Column: Tax cut plan draws criticism
By Pete Smith
Mike Claytor, a retired Carmel accountant and a Democratic candidate for Indiana State Auditor, has come out against Gov. Mike Pence’s proposal to eliminate the business personal property tax.
“The reason I’ve come out against it is because no one has said what they would do otherwise,” Claytor said, noting that he doesn’t want the business’ tax burden shifted onto idviduals. “In a bad economy, they can’t afford it.”
The Associated Press reports that analysts for the nonpartisan Legislative Services Agency predict that property taxes on homeowners could rise and locally-based income taxes could increase by nearly one percentage point.
Pence has made eliminating the tax on business equipment a centerpiece of this year’s legislative agenda and said that it’s necessary to spur job creation.
State Senator Mike Delph’s spokeswoman said that he hasn’t formulated a stance yet but will work on the issue in committee during the upcoming legislative session.
The Hamilton County Auditor’s Office estimates that Hamilton County overall could have about $20 million less revenue if the tax were eliminated. It also projects that the City of Carmel would lose about $2.6 million and Carmel schools would lose $3.4 million in revenue per year.
That’s a big loss in revenue, but Claytor said it wouldn’t affect the bottom line of the Carmel Redevelopment Commission because the business personal property taxes aren’t part of Carmel’s TIF revenue.
Carmel Mayor Jim Brainard said the amount the city would loose is more likely about $2.75 million.
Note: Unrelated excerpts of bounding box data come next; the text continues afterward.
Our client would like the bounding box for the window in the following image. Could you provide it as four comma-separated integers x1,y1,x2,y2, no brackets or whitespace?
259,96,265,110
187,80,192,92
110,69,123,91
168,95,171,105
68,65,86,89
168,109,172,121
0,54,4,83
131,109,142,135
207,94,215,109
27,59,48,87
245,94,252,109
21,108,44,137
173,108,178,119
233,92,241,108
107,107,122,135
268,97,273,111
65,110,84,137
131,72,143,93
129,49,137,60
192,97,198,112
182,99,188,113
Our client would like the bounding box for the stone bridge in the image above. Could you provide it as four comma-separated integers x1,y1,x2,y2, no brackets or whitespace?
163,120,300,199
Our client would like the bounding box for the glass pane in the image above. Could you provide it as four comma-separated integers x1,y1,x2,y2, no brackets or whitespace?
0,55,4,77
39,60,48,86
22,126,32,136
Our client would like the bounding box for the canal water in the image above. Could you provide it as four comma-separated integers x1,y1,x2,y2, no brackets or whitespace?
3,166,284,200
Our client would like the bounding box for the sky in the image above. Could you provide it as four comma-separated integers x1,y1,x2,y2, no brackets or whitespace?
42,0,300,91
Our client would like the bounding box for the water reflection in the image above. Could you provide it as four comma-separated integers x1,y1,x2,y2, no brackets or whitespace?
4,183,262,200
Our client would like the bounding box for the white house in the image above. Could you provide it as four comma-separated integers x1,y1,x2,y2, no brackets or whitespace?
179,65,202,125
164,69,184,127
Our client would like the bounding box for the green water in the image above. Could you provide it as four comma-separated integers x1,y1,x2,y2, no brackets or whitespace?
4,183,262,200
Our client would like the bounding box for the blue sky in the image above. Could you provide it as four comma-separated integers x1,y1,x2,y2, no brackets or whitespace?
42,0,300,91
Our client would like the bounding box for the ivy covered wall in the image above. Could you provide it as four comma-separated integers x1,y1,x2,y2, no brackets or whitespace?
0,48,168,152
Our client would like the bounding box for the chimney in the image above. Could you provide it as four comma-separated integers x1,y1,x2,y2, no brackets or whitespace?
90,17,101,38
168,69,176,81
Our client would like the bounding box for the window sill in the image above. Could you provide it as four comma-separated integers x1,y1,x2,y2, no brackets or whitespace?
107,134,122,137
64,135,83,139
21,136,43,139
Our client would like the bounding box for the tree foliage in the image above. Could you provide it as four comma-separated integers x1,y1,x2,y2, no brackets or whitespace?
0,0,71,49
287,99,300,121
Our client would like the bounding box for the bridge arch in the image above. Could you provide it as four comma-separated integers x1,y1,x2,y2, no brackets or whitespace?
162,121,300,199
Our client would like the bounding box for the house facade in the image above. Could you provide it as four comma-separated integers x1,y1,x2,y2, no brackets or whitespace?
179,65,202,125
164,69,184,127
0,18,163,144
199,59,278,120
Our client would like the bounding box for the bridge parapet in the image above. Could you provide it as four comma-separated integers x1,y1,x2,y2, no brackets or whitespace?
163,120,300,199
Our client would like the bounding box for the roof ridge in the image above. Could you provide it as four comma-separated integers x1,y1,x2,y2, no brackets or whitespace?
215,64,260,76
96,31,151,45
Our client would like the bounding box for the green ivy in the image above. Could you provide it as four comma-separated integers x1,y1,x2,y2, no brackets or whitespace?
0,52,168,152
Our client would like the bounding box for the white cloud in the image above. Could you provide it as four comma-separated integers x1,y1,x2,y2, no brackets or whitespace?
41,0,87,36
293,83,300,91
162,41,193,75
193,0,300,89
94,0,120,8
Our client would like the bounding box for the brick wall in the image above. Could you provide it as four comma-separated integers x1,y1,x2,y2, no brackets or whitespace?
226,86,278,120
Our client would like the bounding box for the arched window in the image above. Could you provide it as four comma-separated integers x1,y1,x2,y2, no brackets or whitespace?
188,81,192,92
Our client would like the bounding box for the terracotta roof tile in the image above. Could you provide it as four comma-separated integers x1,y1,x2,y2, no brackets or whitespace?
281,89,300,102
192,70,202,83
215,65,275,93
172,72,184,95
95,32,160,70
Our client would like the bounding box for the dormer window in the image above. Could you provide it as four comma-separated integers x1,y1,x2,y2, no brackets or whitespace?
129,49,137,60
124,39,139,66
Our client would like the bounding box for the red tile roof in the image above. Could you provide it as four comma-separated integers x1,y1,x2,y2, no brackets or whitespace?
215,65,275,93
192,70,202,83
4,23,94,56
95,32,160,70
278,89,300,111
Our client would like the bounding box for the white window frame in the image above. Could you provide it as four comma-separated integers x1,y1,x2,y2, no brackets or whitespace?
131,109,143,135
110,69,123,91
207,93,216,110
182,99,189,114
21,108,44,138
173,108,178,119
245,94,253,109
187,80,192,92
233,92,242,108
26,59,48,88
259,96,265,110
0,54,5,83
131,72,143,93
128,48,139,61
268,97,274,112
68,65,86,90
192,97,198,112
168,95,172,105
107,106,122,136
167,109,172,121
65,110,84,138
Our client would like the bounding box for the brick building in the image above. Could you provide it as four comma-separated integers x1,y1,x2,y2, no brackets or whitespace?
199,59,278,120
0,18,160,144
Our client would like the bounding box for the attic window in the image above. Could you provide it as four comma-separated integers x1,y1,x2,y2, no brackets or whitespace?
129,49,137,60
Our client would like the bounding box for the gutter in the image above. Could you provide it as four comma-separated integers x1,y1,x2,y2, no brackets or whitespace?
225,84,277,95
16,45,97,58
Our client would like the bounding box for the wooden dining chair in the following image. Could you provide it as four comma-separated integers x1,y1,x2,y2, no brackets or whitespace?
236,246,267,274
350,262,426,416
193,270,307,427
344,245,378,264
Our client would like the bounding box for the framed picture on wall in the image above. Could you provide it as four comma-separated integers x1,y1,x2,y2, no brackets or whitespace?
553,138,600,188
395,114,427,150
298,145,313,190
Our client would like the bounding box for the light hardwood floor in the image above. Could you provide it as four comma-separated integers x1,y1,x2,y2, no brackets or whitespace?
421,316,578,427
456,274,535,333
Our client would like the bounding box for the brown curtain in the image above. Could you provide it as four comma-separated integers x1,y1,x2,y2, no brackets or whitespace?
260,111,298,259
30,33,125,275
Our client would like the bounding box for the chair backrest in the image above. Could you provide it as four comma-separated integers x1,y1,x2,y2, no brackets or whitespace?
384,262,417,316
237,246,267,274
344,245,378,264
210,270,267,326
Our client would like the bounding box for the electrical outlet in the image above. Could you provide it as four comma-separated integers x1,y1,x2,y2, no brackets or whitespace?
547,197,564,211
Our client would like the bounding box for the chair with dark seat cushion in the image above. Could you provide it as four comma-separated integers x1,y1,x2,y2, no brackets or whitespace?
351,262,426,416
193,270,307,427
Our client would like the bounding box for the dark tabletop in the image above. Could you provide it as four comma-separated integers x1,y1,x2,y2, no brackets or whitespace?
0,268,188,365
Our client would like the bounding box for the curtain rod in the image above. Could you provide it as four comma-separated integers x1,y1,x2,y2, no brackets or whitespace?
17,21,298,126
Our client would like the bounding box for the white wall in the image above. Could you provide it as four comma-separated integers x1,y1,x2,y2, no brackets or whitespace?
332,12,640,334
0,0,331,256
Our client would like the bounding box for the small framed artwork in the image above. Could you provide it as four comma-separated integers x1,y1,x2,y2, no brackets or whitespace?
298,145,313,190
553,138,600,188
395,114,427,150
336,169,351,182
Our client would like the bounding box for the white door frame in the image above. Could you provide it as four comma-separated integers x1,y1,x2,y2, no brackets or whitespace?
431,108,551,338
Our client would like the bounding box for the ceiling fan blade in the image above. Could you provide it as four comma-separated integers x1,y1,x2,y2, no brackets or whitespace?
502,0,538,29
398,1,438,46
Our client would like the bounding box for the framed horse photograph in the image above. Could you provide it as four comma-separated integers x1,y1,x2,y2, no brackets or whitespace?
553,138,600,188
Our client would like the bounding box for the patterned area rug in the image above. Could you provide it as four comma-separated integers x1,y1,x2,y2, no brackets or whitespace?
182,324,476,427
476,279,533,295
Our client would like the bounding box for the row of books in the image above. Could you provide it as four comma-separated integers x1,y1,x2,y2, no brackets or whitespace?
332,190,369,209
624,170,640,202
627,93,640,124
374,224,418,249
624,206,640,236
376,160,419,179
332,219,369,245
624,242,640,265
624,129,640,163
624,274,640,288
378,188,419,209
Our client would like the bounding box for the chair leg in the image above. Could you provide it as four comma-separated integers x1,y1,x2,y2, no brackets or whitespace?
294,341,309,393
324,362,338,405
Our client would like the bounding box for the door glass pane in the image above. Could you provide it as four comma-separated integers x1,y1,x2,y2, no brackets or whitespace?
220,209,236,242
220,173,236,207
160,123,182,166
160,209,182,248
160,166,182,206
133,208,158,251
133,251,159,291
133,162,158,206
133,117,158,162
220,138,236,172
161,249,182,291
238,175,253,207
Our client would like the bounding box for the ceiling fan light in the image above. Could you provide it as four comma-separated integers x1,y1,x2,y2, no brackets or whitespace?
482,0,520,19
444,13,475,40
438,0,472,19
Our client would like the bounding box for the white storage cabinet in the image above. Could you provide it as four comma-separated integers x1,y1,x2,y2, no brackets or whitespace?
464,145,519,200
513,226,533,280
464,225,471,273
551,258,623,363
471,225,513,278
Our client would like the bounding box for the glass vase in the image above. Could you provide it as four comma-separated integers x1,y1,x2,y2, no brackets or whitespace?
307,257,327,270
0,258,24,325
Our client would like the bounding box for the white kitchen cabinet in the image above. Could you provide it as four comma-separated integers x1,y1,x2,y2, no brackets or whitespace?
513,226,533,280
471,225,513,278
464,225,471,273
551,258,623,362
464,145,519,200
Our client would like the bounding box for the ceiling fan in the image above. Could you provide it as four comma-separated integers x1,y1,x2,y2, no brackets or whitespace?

“I question a policy of giving a break on chattel property, much of which is owned by out-of-state companies and putting it on the backs of residential taxpayers,” Brainard said. “Indiana has a very low competitive tax environment. We need to focus the resources we have on education and good jobs, not minimum wage jobs.”
Brainard said that State Senator Luke Kenley, whose district encompasses part of east Carmel, has pledged that the tax cut won’t be passed without some form of replacement income.
Where that comes from has yet to be determined.